Un projet universitaire global
Car si la thématique proposée irriguera toutes les créations et l’interprétation que chacun peut en faire, elle va aussi nourrir les réflexions au-delà du simple cadre théâtral. « Cela nous semble intéressant d’aborder la thématique par des prismes différents », explique Ilaria Moretti. Chaque année, une journée d’études est organisée dans le cadre du festival, avec des conférences, des tables-rondes auxquelles participent des intervenants de différentes disciplines. En 2026, intitulée « Faire société à l’ère de l’indifférence », elle a lieu sous la direction scientifique de Gaëlle Marti, professeure de droit public.

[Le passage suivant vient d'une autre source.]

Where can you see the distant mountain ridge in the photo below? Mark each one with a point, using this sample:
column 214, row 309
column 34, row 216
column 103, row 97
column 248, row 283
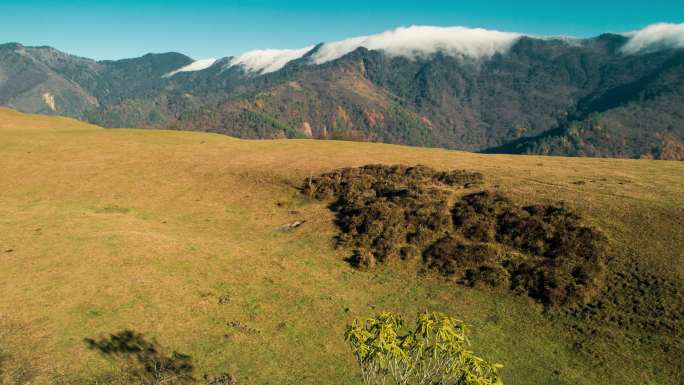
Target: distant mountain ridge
column 471, row 89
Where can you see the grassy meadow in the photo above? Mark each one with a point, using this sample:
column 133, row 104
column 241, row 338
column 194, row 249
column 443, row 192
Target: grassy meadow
column 175, row 235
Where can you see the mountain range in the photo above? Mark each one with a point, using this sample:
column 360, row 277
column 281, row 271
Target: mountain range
column 614, row 95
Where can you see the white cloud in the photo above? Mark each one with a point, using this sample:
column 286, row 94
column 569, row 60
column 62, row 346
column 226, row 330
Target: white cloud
column 197, row 65
column 268, row 60
column 655, row 37
column 420, row 41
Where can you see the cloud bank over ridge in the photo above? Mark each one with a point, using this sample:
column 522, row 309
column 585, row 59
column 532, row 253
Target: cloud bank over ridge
column 422, row 41
column 654, row 38
column 268, row 60
column 197, row 65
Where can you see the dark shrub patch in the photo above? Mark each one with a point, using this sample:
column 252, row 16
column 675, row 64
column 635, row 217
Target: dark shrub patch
column 390, row 212
column 397, row 213
column 556, row 259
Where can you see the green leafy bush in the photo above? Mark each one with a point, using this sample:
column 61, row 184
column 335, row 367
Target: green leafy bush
column 433, row 351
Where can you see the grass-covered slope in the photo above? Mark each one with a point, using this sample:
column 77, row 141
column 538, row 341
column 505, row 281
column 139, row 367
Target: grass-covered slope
column 176, row 235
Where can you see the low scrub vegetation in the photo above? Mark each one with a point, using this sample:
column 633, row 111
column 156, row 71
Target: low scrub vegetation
column 398, row 213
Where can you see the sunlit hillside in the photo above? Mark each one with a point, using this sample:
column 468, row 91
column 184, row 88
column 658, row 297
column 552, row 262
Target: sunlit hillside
column 176, row 235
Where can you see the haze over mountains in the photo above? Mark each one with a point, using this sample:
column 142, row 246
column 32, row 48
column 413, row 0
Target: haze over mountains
column 619, row 95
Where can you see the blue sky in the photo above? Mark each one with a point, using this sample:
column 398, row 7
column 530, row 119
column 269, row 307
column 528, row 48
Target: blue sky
column 203, row 28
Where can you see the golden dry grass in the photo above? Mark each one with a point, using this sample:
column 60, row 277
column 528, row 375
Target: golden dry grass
column 173, row 234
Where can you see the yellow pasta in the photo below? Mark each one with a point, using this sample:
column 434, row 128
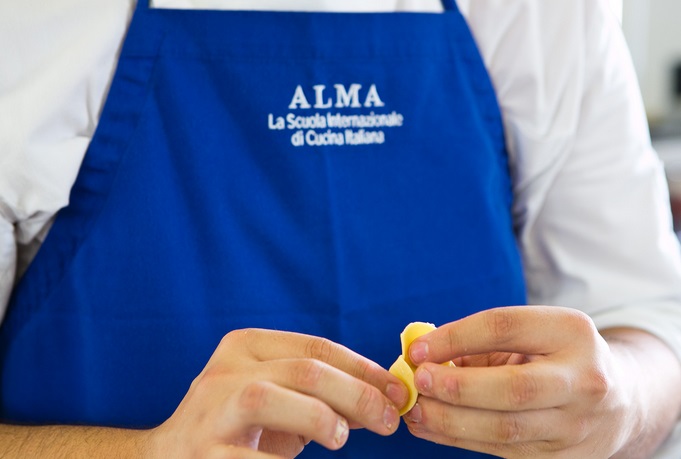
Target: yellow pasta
column 403, row 368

Et la portée universitaire du festival prend son sens dans toutes les dimensions du projet. C’est un festival par les étudiants pour les étudiants qui embarque tout le monde. « Nous avons créé ce festival parce que nous voulions faire ensemble : étudiants, chercheurs, artistes, étrangers… et aussi pour se dire que l’université n’est pas qu’un ensemble de cours et de maquettes et qu’il n’y a pas toujours cette frontière immense entre enseignants et étudiants », explique Ilaria Moretti.
Créer des vocations
Au-delà de ceux qui se produisent sur scène, les étudiants sont impliqués dans tout ce qui fait le festival. Mise en scène, régie, traduction, photo, radio, etc. À l’image de Nora Moubarak, étudiante et médiatrice culturelle, qui participe depuis plusieurs années au festival et s’occupe de L’Entracte, un quotidien distribué chaque jour pendant la durée du festival.

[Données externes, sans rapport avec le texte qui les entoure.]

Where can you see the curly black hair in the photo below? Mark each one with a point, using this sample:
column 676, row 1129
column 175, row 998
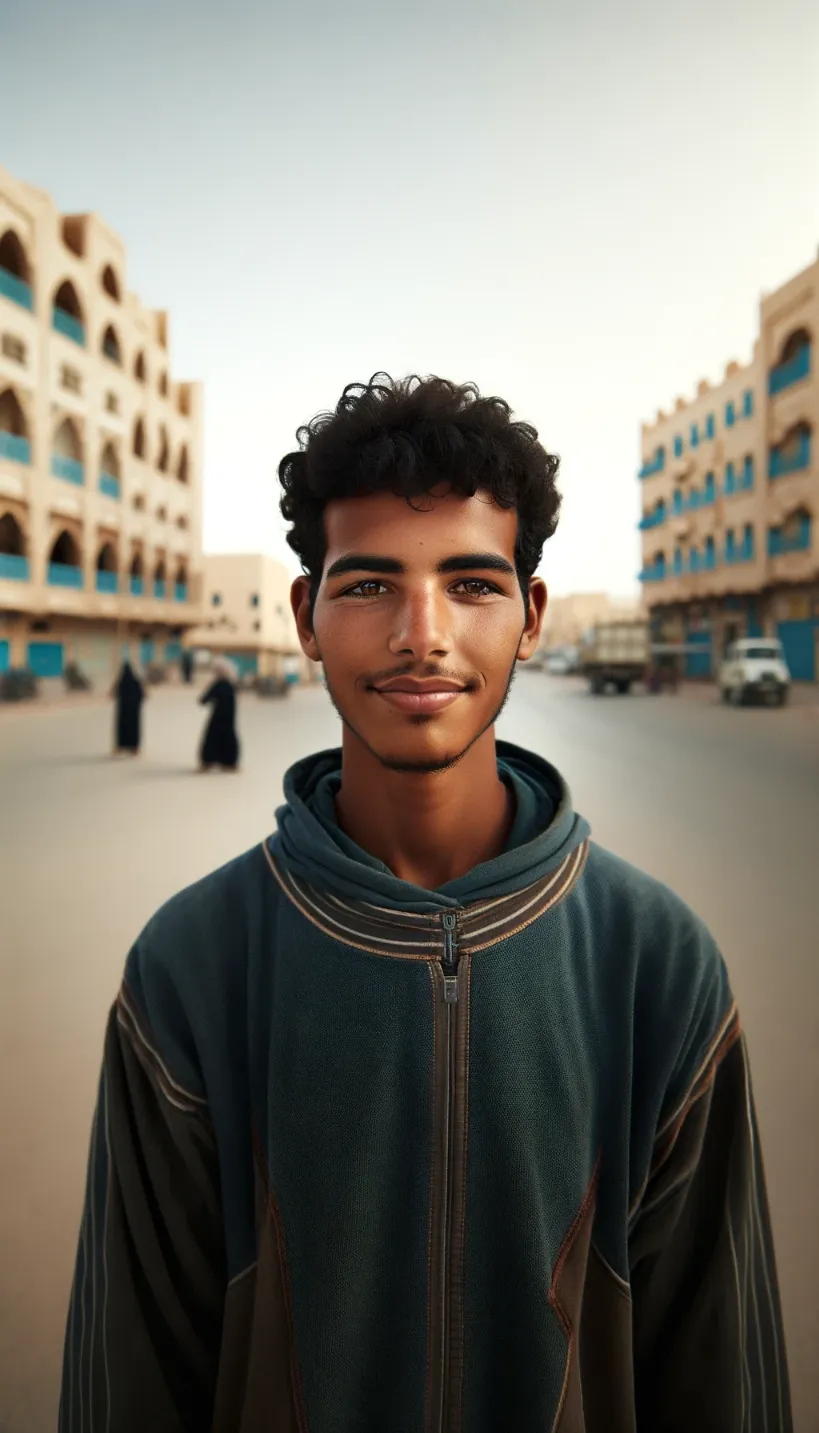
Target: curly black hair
column 408, row 436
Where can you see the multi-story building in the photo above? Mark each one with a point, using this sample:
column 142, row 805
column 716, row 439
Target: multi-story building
column 248, row 615
column 730, row 497
column 100, row 452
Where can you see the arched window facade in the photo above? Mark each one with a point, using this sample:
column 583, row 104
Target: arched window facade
column 68, row 314
column 110, row 284
column 12, row 536
column 110, row 344
column 15, row 270
column 162, row 462
column 139, row 444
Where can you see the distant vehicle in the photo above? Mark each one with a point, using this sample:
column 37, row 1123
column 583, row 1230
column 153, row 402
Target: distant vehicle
column 755, row 669
column 616, row 655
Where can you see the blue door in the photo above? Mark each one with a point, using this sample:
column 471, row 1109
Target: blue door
column 799, row 644
column 46, row 658
column 699, row 662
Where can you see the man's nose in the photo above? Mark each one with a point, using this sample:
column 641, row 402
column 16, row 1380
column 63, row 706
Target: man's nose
column 423, row 626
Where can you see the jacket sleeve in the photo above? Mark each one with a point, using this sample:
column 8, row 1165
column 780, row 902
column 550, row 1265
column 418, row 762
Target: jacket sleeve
column 145, row 1314
column 709, row 1349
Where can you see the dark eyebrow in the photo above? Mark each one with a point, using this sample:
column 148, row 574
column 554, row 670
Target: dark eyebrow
column 480, row 561
column 361, row 562
column 390, row 566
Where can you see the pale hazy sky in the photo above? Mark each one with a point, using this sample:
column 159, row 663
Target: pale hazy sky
column 576, row 205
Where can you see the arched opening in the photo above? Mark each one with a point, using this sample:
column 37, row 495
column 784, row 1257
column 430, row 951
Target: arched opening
column 139, row 439
column 793, row 453
column 13, row 257
column 106, row 573
column 12, row 416
column 110, row 284
column 106, row 558
column 15, row 272
column 136, row 575
column 68, row 442
column 159, row 578
column 68, row 314
column 110, row 344
column 163, row 450
column 75, row 234
column 109, row 460
column 12, row 539
column 793, row 344
column 65, row 550
column 68, row 303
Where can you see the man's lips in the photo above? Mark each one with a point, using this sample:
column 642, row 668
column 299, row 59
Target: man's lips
column 420, row 697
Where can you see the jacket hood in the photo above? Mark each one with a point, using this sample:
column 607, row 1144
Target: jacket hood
column 312, row 847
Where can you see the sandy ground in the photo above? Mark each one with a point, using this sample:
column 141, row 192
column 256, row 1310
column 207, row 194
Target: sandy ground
column 720, row 804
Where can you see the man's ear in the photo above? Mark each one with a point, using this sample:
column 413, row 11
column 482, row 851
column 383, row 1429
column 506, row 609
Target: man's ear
column 301, row 608
column 536, row 612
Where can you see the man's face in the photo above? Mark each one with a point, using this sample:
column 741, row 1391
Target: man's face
column 418, row 622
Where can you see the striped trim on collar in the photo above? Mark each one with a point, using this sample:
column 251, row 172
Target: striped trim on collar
column 413, row 936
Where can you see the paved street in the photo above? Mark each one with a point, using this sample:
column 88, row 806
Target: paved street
column 720, row 804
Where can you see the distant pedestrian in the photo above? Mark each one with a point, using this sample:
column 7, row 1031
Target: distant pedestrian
column 129, row 695
column 221, row 743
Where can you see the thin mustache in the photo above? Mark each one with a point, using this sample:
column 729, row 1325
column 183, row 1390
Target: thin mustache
column 421, row 675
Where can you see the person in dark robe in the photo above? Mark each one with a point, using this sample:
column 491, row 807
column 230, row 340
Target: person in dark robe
column 221, row 744
column 129, row 695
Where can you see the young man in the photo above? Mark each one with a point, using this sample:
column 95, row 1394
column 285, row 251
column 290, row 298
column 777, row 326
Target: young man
column 427, row 1115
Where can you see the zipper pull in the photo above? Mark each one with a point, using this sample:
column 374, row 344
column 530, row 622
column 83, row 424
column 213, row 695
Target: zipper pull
column 450, row 962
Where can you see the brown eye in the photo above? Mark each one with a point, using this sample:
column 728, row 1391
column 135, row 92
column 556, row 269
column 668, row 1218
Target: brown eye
column 477, row 588
column 365, row 589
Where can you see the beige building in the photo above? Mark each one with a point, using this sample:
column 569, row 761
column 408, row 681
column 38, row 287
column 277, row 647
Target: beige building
column 569, row 618
column 248, row 616
column 100, row 452
column 730, row 497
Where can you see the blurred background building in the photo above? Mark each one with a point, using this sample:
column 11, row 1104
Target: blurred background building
column 570, row 616
column 730, row 497
column 100, row 453
column 248, row 616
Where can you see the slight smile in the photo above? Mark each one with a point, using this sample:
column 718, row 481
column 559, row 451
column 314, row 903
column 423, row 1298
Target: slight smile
column 420, row 698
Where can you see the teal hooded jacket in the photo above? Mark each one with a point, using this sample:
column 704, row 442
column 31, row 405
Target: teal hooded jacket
column 370, row 1158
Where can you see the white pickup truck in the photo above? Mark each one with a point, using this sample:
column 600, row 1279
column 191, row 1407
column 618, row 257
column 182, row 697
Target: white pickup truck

« Au départ je suis arrivée avec juste l’idée de faire des photos et finalement maintenant, je suis à la rédaction en chef du journal. L’année dernière, j’ai pu expérimenter l’ingénierie de projet sur un atelier d’écriture en langue arabe. Cette année, j’ai suivi un projet d’atelier en radio-journalisme, relate Nora Moubarak. On arrive par une petite porte d’entrée et une multitude de portes apparaissent ».
Une opportunité d’autant plus importante dans une période déterminante pour l’orientation professionnelle des étudiants et qui peut faire naître des vocations. « Si le festival peut être un lieu qui permet de nourrir quelque chose d’intime, un désir pour faire quelque chose dans la vie, tant mieux », estime Ilaria Moretti.

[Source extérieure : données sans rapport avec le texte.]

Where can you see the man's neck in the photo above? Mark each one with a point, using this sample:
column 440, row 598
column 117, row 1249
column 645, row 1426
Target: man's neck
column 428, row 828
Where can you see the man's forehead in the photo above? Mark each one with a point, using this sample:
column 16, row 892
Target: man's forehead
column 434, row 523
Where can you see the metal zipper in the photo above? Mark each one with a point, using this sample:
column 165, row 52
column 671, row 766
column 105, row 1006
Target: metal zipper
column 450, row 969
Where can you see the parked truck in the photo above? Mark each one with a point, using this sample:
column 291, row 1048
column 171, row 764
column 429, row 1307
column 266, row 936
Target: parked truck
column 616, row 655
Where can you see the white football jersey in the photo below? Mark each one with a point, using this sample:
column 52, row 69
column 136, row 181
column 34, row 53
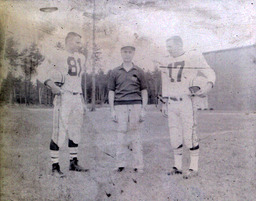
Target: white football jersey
column 179, row 72
column 70, row 65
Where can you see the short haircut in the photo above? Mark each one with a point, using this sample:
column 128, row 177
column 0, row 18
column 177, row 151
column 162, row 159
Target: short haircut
column 71, row 35
column 176, row 39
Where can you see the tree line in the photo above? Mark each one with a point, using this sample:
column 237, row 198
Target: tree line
column 21, row 90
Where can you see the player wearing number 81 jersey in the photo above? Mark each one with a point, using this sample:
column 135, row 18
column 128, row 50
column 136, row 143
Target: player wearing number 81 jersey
column 177, row 78
column 69, row 103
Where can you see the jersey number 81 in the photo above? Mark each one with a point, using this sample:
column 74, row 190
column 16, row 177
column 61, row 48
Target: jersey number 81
column 73, row 68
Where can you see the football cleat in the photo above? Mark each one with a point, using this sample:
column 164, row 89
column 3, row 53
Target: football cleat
column 190, row 173
column 75, row 167
column 174, row 171
column 56, row 171
column 139, row 170
column 120, row 169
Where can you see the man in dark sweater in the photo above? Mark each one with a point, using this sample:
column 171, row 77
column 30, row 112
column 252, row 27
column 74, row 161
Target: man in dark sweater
column 128, row 97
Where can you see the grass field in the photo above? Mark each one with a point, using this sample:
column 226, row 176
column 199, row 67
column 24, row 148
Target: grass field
column 227, row 159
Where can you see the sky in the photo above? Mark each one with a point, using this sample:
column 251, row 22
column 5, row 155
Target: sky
column 204, row 25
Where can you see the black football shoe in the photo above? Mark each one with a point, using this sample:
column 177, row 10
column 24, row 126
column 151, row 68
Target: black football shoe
column 75, row 167
column 174, row 171
column 56, row 171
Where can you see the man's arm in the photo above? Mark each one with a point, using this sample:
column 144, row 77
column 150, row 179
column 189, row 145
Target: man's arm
column 55, row 89
column 144, row 95
column 111, row 97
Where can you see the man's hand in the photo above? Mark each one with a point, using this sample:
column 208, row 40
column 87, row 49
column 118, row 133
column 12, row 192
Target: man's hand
column 56, row 90
column 142, row 114
column 113, row 115
column 204, row 91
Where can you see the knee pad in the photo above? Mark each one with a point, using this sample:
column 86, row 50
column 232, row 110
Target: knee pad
column 194, row 148
column 54, row 146
column 71, row 143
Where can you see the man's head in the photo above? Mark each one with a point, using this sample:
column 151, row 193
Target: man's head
column 127, row 53
column 73, row 42
column 174, row 46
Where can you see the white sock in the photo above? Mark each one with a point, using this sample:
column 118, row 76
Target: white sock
column 54, row 156
column 73, row 152
column 194, row 157
column 178, row 158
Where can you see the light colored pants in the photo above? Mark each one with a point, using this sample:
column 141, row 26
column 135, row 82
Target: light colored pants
column 67, row 118
column 200, row 102
column 128, row 128
column 182, row 123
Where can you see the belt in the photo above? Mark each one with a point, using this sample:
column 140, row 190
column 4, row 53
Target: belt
column 76, row 93
column 174, row 98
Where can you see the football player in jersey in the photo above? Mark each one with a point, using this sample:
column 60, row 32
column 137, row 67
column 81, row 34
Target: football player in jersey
column 177, row 77
column 65, row 80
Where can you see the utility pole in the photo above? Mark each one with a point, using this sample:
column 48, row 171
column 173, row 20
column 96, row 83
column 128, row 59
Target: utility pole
column 94, row 57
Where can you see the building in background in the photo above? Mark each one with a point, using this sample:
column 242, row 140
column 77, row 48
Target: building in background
column 235, row 87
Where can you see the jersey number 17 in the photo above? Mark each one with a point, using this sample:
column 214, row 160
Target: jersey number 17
column 177, row 65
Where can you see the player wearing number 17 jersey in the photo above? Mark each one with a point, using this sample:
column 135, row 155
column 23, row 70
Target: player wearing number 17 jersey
column 64, row 77
column 178, row 75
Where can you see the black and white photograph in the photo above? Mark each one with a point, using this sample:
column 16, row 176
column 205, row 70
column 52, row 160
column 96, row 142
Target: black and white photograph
column 129, row 100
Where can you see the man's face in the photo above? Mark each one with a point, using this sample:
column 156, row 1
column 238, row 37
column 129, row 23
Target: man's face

Meraki est un objet qui devient celui de tous en fonction de ce que chacun veut y apporter
Juliette Rindone, coordinatrice du festival Meraki
Et l’implication de chacun donne sa couleur au festival. « Nous sommes un festival jeune qui évolue chaque année en fonction des personnes qui y travaillent. Nous avons cet objet qui devient celui de toutes et tous en fonction de ce que chacun veut y apporter », souligne Juliette Rindone.
Troupe irlandaise, italienne ou de Paris 8, performance de danse par le Jeune ballet désoblique, cordée théâtrale à la Maison des étudiants, plateau radio, ateliers avec le Théâtre des Célestins, le TNP ou initiation au clown et à l’écriture, etc. Pendant cinq jours, le festival Meraki proposera un programme varié qui illustre la diversité et richesse des langues, de la création théâtrale et de l’université.